Em junho de 1927, a lista de palestrantes da conferência Solvay ficou pronta e Schrödinger foi informado por Lorentz que ele era um deles (Dirac e Pauli também acabaram sendo convidados, embora como delegados, ou seja, poderiam assistir às palestras e participar das discussões, mas não ministrariam nenhum seminário). Lorentz pedia também que os palestrantes enviassem um resumo até o começo de setembro, mas Schrödinger acabara de se mudar para Berlim para ocupar o lugar de Planck. Por conta disso, ele encontrava-se bastante ocupado com a mudança e a preparação dos cursos a serem ministrados durante aquele semestre. As múltiplas atividades retiraram do físico vienense tempo para continuar as suas pesquisas em mecânica ondulatória. O sucesso o estava impedindo, naquele momento, de continuar as investigações na física, que era o que ele mais apreciava. Mas o trabalho de fôlego de Schrödinger já estava concluído.
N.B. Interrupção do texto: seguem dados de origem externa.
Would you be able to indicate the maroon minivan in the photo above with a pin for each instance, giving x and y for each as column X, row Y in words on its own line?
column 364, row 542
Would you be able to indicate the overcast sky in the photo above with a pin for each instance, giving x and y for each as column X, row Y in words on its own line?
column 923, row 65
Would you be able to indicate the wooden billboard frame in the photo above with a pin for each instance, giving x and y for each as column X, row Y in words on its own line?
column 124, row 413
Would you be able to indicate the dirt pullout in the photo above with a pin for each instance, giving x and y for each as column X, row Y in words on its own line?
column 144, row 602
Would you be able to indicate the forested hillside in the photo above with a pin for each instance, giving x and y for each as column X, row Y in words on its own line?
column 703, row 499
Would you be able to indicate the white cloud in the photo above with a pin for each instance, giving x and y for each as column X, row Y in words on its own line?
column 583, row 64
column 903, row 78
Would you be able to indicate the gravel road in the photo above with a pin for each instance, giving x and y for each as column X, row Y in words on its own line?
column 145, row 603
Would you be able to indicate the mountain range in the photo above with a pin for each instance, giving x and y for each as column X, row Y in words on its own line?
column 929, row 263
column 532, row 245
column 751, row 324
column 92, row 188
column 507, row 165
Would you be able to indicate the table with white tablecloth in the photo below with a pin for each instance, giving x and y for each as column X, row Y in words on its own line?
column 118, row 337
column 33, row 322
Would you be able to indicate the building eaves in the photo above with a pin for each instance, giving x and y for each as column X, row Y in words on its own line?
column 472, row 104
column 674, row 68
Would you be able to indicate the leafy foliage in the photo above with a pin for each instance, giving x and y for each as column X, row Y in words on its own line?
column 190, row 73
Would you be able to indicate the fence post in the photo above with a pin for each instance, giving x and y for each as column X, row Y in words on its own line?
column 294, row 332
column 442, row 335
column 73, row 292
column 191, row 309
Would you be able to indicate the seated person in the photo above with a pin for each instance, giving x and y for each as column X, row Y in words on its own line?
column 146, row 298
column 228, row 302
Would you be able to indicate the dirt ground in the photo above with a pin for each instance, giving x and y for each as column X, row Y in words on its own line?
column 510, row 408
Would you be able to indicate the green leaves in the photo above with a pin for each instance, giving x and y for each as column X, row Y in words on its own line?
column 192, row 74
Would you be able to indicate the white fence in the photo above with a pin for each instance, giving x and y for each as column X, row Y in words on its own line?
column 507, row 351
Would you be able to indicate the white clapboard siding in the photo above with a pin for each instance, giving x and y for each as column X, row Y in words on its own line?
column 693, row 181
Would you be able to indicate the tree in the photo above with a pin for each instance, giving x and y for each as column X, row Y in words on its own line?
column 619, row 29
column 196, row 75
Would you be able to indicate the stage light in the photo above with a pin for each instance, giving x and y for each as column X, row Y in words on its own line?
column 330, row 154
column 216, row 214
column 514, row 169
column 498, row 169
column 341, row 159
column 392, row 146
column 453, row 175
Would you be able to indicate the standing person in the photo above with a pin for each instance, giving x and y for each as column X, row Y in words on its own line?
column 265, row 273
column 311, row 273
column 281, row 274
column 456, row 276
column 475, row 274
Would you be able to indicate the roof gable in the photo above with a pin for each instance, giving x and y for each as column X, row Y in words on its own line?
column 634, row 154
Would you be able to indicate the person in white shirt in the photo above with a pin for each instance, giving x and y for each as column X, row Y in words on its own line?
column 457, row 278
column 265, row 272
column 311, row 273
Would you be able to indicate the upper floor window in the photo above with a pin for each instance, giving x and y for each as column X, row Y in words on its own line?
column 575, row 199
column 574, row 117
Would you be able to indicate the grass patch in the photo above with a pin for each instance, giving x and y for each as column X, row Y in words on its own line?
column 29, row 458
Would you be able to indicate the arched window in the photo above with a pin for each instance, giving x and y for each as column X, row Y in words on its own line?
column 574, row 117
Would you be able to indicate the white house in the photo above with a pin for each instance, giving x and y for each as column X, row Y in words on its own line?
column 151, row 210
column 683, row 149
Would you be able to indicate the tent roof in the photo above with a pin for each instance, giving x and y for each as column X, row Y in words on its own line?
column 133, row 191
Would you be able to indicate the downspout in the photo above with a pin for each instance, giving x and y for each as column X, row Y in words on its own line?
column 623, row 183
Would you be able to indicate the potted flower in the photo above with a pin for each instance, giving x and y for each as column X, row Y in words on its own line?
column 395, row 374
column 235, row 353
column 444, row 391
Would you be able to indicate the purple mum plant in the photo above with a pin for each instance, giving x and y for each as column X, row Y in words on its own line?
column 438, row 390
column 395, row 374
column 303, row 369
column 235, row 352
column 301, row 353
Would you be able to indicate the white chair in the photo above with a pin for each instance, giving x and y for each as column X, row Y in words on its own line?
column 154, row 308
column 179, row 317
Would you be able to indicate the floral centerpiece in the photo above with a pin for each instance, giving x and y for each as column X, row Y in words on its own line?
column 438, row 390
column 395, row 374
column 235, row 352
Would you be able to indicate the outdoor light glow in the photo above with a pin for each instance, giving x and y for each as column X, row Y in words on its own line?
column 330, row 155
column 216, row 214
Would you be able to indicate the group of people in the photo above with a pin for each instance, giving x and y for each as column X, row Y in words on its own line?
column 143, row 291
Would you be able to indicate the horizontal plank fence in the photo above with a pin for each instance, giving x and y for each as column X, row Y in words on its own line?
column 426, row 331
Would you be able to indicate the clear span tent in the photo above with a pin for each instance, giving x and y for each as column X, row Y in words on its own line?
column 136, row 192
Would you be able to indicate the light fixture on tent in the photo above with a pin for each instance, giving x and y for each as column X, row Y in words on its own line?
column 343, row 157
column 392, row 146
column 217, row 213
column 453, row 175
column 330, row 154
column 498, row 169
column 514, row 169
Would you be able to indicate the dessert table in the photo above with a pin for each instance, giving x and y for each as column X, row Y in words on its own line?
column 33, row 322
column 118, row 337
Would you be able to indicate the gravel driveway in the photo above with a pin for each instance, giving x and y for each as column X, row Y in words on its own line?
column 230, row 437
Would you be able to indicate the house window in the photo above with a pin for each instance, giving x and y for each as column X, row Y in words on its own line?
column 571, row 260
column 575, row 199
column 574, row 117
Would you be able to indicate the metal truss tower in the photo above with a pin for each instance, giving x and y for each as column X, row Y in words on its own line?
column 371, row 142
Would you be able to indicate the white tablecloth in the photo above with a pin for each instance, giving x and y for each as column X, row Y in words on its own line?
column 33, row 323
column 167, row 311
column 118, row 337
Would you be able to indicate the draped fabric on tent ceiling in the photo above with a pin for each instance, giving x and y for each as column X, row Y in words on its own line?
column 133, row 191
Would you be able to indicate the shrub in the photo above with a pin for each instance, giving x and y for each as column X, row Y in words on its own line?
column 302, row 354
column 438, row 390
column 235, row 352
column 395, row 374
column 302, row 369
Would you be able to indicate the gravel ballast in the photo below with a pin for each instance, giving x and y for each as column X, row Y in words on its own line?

A conferência aconteceu entre os dias 24 e 29 de outubro de 1927. Schrödinger ministrou uma das principais palestras, La Mécanique des Ondes. Novamente, como ocorrera em Munique, ele expôs o formalismo matemático da teoria e lembrou que o sistema físico representado por pontos materiais não existe, a realidade é composta por algo que preenche todo o espaço continuamente, sendo descrito pela função de onda. Mostra, então, que o quadrado da função de onda, representava uma imagem do sistema clássico em todos os seus estados possíveis, ponderados pelo número ψψ*. Como destacado na Ref. [69], tal interpretação era quase similar àquela fornecida por Born, com exceção do fato de que para a turma de Göttingen e Copenhague, ‘sistema clássico de ponto material’ era um absurdo conceitual. Após a exposição de Schrödinger, houve uma discussão na qual principalmente Born e Heisenberg levantaram fortes objeções. Por aquela época, um consenso sobre o significado da teoria ainda jazia num tempo indefinido no futuro.

A honra de palestrar na Quinta Conferência Solvay se constituiria apenas em um dos primeiros reconhecimentos da grandeza da descoberta de Schrödinger.”